Es war eine der bisher größten Protestaktionen des konservativen Lagers gegen Sánchez, dessen Popularität sich Umfragen zufolge im Sinkflug befindet. Die Madrider Lokalpolizei, die von der konservativen Stadtregierung abhängig ist, schätzte die Teilnehmerzahl auf etwa 126.000 Menschen. Die spanische Regierung sprach unterdessen von 25.000 Demonstranten.

„Nein zum Straferlass“, skandierte die Menge. Immer wieder riefen die Demonstranten „Rücktritt, Rücktritt“. Sie beschuldigten den sozialdemokratisch orientierten Sozialisten Sanchez, vor den katalanischen Separatisten in die Knie zu gehen und so die territoriale Einheit Spaniens zu gefährden. Sánchez, der in Koalition mit der Linkspartei Podemos regiert, rolle den Unabhängigkeitsführern, die Spanien zerstören wollten, nun den roten Teppich aus, hieß es. Sánchez’ Minderheitsregierung wird im Parlament von den katalanischen und baskischen Unabhängigkeitsparteien unterstützt. Viele Kundgebungsteilnehmer hatten sich in Nationalflaggen gehüllt.

Vergeblich hatte Spaniens Regierungschef kurz vor dem Massenprotest an die spanischen Bürger appelliert, im seit Jahren schwelenden Katalonienkonflikt „Großzügigkeit“ zu zeigen, um die Spannungen mit dieser Region abzubauen und einen politischen Dialog mit der Unabhängigkeitsbewegung zu erleichtern. Zur Lösung des Konfliktes müsse man nun, nach langer Zeit der Zwietracht, „den Weg der Versöhnung“ einschlagen und eine „Zukunft des Zusammenlebens“ anstreben. Die Begnadigung ist in Spanien ein in der Verfassung verankertes Recht der Regierung.

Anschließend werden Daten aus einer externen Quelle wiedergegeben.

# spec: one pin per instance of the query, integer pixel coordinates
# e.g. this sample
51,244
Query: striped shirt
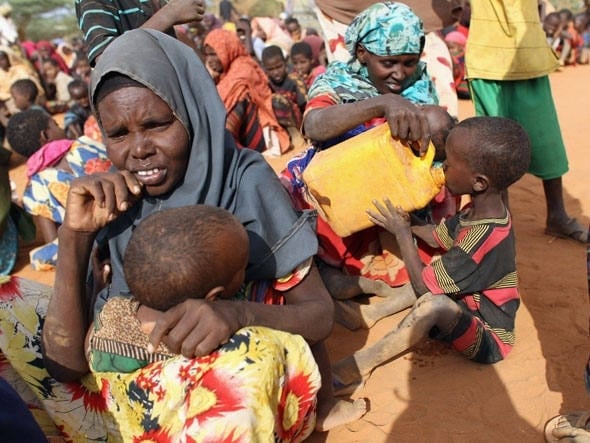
101,21
479,268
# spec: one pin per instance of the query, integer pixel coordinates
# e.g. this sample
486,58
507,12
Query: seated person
25,94
14,222
469,296
173,255
195,251
56,84
246,94
289,91
53,161
303,62
79,111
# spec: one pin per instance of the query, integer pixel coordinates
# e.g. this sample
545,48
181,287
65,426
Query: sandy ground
432,394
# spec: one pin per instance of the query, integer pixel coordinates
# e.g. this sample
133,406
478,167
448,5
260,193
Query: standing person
289,90
164,127
383,81
102,21
469,296
508,61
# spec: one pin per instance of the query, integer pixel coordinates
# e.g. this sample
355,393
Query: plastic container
342,181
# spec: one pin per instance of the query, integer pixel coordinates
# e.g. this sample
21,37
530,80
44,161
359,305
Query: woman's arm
197,327
176,12
92,202
406,120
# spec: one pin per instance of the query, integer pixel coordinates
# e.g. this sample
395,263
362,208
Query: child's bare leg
430,310
353,315
344,287
333,412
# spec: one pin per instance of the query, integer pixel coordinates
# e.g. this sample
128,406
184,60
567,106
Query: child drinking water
469,297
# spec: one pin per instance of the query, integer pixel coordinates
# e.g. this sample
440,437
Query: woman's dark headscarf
218,173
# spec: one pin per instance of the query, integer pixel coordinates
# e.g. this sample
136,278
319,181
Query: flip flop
571,428
572,230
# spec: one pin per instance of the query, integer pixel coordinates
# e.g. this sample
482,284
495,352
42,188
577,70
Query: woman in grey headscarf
164,127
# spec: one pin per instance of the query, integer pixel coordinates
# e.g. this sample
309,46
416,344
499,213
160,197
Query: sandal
571,427
572,230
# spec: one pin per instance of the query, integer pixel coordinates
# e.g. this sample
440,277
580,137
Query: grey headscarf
218,173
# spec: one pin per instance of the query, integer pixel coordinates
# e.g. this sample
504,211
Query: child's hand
393,219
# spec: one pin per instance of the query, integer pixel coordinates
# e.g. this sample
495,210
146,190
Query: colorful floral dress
260,386
45,194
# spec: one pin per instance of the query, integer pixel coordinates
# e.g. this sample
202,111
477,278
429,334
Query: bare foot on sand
335,412
346,372
353,315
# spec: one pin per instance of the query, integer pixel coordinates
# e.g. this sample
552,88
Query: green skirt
530,103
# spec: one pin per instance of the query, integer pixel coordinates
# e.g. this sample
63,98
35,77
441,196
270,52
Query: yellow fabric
506,41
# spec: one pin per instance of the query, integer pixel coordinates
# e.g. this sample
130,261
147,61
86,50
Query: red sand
434,395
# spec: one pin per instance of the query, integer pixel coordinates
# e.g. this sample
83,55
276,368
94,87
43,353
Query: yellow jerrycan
342,181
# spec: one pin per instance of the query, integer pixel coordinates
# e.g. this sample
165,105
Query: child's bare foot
335,412
346,372
353,315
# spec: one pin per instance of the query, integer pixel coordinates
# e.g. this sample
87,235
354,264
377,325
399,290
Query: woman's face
212,63
388,73
144,137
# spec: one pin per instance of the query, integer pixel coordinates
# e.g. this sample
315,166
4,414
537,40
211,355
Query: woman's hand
406,122
95,200
393,219
196,327
177,12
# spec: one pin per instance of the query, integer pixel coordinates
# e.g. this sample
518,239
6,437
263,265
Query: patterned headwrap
386,29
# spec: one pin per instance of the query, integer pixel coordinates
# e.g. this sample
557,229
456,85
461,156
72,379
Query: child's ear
480,183
214,293
361,54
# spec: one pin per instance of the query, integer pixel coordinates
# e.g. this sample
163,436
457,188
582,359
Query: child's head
4,61
293,28
302,58
274,64
78,90
50,68
485,153
551,24
194,251
82,65
440,123
27,131
24,93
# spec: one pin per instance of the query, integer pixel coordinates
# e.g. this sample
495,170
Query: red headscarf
242,77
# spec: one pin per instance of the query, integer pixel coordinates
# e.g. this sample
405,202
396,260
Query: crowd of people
158,124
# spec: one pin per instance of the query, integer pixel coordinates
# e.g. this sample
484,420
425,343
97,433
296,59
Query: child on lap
189,252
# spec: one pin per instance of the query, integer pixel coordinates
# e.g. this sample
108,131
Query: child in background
187,252
81,69
469,296
25,93
53,161
289,91
79,111
303,62
56,84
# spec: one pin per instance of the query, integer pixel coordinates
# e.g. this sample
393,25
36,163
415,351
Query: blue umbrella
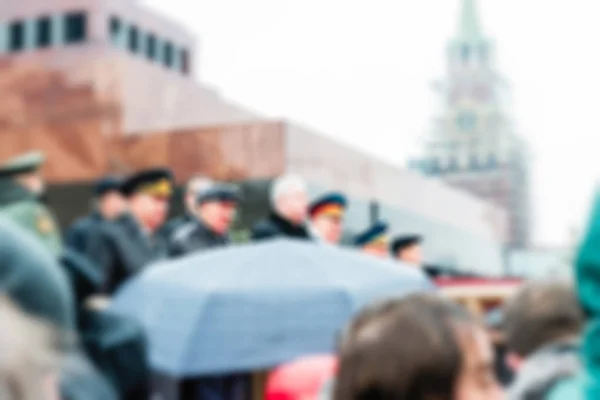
255,306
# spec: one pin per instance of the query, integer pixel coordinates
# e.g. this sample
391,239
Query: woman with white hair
289,205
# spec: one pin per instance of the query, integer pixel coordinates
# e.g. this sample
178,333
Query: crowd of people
419,347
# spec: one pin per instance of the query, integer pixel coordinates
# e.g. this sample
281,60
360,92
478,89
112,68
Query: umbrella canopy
304,378
257,305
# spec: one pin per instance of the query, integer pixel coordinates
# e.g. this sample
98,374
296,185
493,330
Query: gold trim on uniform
161,188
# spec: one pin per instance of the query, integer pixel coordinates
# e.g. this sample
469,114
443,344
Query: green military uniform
22,206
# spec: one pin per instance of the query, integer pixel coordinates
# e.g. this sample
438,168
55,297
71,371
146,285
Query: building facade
105,86
472,143
123,49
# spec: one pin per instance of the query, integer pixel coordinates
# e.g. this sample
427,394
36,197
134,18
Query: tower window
133,40
43,37
484,52
115,27
465,52
151,47
168,54
75,27
16,36
474,162
185,61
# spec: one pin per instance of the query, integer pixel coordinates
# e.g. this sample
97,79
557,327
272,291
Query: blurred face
411,255
329,227
218,215
477,380
190,202
294,206
150,211
378,250
112,205
33,182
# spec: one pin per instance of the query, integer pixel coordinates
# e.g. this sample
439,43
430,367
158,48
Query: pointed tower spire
469,28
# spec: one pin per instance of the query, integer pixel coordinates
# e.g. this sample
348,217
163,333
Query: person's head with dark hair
540,314
421,347
108,197
542,324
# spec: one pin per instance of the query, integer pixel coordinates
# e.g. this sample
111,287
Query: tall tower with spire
472,143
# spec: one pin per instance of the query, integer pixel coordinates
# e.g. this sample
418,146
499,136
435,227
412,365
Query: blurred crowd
59,341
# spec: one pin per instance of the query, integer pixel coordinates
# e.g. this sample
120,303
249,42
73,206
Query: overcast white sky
361,70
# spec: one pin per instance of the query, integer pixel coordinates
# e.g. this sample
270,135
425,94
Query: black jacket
275,226
121,249
78,234
195,236
173,225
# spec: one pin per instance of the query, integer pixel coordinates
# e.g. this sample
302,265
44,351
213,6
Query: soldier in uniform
374,240
123,248
192,189
109,205
289,208
21,186
407,248
32,278
214,214
327,217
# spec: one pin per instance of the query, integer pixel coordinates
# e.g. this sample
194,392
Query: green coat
587,270
21,206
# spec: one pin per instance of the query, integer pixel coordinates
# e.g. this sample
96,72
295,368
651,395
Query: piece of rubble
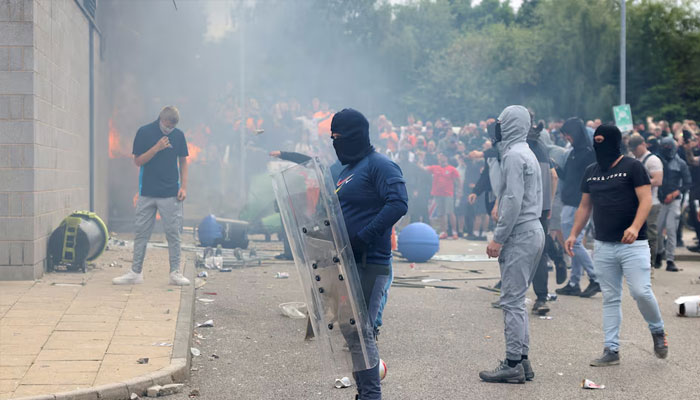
170,389
153,391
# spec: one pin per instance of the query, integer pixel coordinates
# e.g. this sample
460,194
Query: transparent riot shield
316,231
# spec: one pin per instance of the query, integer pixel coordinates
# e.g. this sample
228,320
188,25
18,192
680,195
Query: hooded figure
579,158
607,151
518,240
372,195
353,143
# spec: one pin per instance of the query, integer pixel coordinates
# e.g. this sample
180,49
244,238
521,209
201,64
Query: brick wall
44,127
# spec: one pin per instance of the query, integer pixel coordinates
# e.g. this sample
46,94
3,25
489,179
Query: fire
197,140
115,150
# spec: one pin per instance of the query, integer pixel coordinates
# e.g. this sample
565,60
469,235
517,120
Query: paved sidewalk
73,331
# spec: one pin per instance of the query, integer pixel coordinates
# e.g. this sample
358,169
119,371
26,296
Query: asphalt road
435,341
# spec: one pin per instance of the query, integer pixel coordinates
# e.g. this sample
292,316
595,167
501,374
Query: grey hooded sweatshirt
520,193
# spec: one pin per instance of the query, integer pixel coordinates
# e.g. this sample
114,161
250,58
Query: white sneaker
130,278
177,279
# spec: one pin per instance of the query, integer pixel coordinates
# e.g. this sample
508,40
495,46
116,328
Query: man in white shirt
655,169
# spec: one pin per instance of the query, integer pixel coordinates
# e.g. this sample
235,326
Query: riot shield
314,225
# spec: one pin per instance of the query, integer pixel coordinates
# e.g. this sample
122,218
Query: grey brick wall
44,127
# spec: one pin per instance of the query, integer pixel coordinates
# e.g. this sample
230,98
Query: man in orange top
445,179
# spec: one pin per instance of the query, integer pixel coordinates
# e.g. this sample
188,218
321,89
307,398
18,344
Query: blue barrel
418,242
209,231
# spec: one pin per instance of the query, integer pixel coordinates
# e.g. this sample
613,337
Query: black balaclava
353,144
607,151
667,148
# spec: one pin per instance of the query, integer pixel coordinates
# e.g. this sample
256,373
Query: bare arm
657,178
142,159
583,213
183,172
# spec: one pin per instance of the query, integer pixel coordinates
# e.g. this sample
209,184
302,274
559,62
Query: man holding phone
160,151
617,190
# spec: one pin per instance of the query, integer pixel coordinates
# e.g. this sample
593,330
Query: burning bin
81,237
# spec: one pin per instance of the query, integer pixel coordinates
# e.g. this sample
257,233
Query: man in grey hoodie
518,239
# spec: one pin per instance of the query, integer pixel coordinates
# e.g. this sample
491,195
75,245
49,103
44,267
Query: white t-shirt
652,164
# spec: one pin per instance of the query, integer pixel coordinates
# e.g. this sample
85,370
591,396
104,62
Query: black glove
358,245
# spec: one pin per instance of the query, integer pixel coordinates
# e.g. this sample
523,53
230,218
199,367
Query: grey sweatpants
669,217
170,210
518,261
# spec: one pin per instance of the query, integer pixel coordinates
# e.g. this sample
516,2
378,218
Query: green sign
623,117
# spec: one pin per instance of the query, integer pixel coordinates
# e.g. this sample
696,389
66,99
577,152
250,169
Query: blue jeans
612,261
581,259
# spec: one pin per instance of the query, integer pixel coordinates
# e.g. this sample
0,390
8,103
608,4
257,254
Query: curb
177,372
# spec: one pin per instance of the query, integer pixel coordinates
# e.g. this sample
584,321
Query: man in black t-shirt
618,192
160,150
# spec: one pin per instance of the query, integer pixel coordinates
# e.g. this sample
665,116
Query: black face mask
607,151
352,150
667,152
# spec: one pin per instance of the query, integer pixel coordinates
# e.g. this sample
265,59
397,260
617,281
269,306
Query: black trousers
539,281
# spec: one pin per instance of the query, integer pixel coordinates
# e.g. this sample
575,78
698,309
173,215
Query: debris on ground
206,324
688,306
589,384
294,309
342,383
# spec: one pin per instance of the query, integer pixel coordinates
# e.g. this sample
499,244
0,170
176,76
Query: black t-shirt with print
614,198
160,177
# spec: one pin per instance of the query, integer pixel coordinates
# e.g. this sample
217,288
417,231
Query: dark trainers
660,344
527,368
671,266
591,290
609,358
504,374
540,308
561,272
569,290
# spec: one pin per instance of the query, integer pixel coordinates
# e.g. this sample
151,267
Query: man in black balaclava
372,194
580,157
617,191
676,181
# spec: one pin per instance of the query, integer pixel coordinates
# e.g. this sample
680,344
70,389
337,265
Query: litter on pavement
589,384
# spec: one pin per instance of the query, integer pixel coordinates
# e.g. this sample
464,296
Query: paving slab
76,336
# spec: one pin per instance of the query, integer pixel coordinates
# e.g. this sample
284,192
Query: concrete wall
44,127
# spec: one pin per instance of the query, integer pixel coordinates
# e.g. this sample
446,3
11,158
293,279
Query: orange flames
197,140
115,146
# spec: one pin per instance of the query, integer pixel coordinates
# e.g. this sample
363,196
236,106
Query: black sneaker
694,249
591,290
561,272
540,308
660,344
527,368
569,290
609,358
504,374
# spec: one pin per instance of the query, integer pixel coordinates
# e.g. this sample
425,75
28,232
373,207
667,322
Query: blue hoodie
371,190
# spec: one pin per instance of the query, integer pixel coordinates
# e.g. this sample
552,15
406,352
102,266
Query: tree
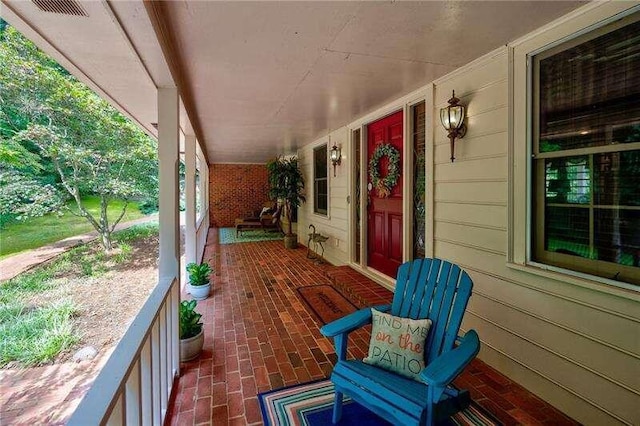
89,146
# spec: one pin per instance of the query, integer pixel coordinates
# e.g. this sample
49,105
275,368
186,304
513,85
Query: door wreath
386,184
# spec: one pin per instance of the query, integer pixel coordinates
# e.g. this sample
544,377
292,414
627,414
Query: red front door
384,213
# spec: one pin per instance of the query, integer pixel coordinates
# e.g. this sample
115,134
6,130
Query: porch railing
135,385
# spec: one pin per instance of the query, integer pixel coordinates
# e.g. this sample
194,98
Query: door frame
404,104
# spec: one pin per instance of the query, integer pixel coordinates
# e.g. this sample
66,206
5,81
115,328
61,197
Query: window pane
567,231
320,159
567,180
320,198
356,141
586,167
617,178
419,181
617,236
590,93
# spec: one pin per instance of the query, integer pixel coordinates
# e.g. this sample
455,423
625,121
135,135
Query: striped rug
312,404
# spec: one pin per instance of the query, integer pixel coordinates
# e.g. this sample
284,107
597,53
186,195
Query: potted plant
191,331
199,285
286,184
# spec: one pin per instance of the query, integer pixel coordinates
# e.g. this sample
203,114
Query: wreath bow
384,185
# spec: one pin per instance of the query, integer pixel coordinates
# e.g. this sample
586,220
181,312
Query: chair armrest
351,322
442,370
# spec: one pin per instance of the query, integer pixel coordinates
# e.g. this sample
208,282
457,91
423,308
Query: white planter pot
190,348
199,292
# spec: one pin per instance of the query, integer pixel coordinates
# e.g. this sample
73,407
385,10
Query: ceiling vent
64,7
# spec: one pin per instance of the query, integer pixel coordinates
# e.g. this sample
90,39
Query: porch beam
168,159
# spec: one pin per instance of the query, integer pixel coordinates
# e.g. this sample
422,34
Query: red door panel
384,239
395,235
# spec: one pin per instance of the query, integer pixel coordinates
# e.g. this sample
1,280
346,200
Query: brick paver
260,336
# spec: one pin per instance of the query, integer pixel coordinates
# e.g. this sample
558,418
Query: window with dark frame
586,153
320,180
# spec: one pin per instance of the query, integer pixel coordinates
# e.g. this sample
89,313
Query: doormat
228,236
326,302
311,404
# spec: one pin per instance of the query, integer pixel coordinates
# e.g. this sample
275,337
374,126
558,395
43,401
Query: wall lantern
452,118
335,155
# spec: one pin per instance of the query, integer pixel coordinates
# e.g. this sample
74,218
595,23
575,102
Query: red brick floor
260,336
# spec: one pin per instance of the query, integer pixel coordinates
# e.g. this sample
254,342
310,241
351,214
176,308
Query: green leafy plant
190,324
286,183
199,273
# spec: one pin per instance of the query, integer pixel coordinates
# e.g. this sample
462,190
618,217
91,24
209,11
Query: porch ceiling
269,77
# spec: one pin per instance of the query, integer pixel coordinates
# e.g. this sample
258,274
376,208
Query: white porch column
168,159
190,242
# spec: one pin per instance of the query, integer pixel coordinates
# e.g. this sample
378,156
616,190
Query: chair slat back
434,289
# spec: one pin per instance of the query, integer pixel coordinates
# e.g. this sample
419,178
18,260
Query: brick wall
235,190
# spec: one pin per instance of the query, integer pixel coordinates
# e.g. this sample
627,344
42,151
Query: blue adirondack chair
426,288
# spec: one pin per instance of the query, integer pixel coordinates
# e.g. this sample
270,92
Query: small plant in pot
191,331
199,285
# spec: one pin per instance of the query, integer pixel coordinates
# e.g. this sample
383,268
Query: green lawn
37,232
37,308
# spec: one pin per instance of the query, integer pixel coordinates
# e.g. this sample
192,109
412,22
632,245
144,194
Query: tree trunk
104,225
106,240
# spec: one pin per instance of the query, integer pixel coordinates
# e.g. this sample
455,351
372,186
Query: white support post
190,242
168,159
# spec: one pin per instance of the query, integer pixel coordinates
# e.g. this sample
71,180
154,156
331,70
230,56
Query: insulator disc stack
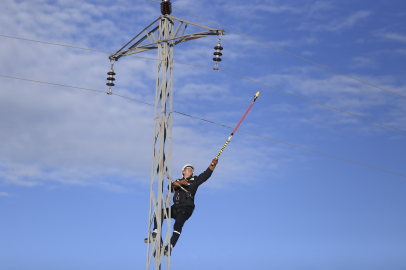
110,78
166,7
217,53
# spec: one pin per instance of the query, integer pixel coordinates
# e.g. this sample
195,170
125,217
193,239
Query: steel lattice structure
163,37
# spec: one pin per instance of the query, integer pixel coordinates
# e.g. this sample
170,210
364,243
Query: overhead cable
276,48
181,63
208,121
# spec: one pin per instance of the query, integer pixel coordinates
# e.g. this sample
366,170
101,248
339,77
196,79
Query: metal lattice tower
164,40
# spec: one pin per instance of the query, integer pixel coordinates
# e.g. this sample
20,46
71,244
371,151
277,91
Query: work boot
166,251
152,237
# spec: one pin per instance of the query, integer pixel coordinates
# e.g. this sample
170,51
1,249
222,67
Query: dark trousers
180,215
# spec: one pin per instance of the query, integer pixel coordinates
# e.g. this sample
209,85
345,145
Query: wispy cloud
392,36
4,194
362,62
336,24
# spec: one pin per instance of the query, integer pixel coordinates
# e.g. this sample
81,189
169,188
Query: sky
75,165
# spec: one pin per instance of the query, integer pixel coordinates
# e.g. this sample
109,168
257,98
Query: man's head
187,170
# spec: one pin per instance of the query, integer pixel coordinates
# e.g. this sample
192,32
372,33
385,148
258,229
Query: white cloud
392,36
4,194
362,62
336,24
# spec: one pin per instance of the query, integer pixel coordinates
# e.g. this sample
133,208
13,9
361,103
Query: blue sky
75,164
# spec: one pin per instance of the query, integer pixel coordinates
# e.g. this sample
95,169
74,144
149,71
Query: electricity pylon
163,36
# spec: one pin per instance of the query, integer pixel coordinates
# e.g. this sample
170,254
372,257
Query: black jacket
181,198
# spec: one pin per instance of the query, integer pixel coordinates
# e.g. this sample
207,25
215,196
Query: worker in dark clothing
184,201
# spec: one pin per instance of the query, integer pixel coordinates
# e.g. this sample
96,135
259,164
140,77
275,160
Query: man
184,201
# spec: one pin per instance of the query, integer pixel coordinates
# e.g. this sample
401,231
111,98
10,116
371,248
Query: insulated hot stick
229,138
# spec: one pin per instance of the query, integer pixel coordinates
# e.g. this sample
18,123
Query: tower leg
160,195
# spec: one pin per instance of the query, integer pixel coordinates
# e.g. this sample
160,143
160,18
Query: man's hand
213,164
180,183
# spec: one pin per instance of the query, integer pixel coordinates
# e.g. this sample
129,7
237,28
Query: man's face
187,172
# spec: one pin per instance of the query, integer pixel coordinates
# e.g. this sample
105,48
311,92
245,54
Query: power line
331,107
94,50
208,121
276,48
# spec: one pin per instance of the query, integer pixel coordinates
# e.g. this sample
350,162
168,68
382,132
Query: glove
180,183
213,164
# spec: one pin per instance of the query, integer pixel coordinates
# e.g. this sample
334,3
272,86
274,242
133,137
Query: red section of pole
242,118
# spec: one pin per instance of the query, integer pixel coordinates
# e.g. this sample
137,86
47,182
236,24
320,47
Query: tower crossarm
173,38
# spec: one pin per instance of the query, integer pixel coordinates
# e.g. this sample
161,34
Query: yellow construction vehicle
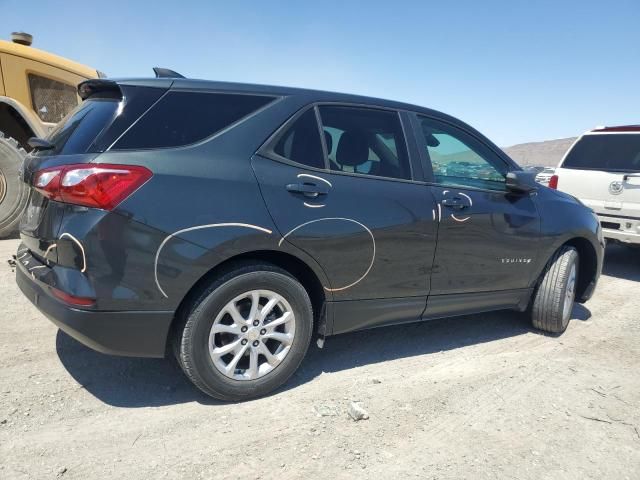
37,90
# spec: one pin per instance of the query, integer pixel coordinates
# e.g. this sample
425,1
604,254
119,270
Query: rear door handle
310,190
456,203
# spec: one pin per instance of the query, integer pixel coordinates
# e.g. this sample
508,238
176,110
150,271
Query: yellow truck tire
13,191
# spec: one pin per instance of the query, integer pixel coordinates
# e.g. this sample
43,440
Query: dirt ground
482,396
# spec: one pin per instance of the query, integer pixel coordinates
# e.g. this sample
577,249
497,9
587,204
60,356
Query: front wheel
246,334
554,297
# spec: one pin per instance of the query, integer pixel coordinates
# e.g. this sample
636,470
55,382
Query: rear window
97,122
609,152
51,100
182,118
147,118
301,143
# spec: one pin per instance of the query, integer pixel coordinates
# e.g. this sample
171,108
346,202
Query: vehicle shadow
622,262
134,382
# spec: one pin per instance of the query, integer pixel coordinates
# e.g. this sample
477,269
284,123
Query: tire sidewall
202,317
573,262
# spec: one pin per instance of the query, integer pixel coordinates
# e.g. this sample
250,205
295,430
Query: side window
459,159
181,118
364,140
51,100
301,142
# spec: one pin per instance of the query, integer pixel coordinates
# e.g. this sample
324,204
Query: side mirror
519,181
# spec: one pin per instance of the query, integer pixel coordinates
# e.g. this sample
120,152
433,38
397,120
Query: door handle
456,203
310,190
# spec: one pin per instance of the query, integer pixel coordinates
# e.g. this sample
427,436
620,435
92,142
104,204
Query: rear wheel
555,296
13,192
246,334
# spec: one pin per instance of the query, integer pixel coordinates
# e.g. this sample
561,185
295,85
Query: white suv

Den vorläufigen Höhepunkt des Katalonienstreits hatte Spanien im Jahr 2017 erlebt. Damals setzte die katalanische Separatistenregierung von Carles Puigdemont ein illegales Unabhängigkeitsreferendum an, bei dem es zu Auseinandersetzungen mit der Polizei kam. Anschließend riefen die Separatisten eine unabhängige Republik Katalonien aus. Daraufhin wurden zwölf katalanische Separatistenführer wegen Aufruhrs verurteilt, neun sitzen bis heute im Gefängnis und sollen nun im Zuge der Begnadigung in Kürze freikommen.

Übrigens: Für den früheren Katalonien-Präsidenten Carles Puigdemont, der sich 2017 seinem Prozess durch Flucht nach Belgien entzog, soll diese Amnestie zunächst nicht gelten, teilte Spaniens Vize-Regierungschefin Carmen Calvo mit. Er müsse sich zuerst den spanischen Richtern stellen, sagt die Regierung. Gegen Puigdemont besteht in Spanien weiterhin ein Haftbefehl wegen des Vorwurfs, einen Aufstand gegen den spanischen Staat provoziert und Steuergelder veruntreut zu haben. Puigdemont rückt bis heute nicht von seinem Plan ab, einseitig – und damit gegen rechtsstaatliche Spielregeln – die Unabhängigkeit Kataloniens durchzusetzen.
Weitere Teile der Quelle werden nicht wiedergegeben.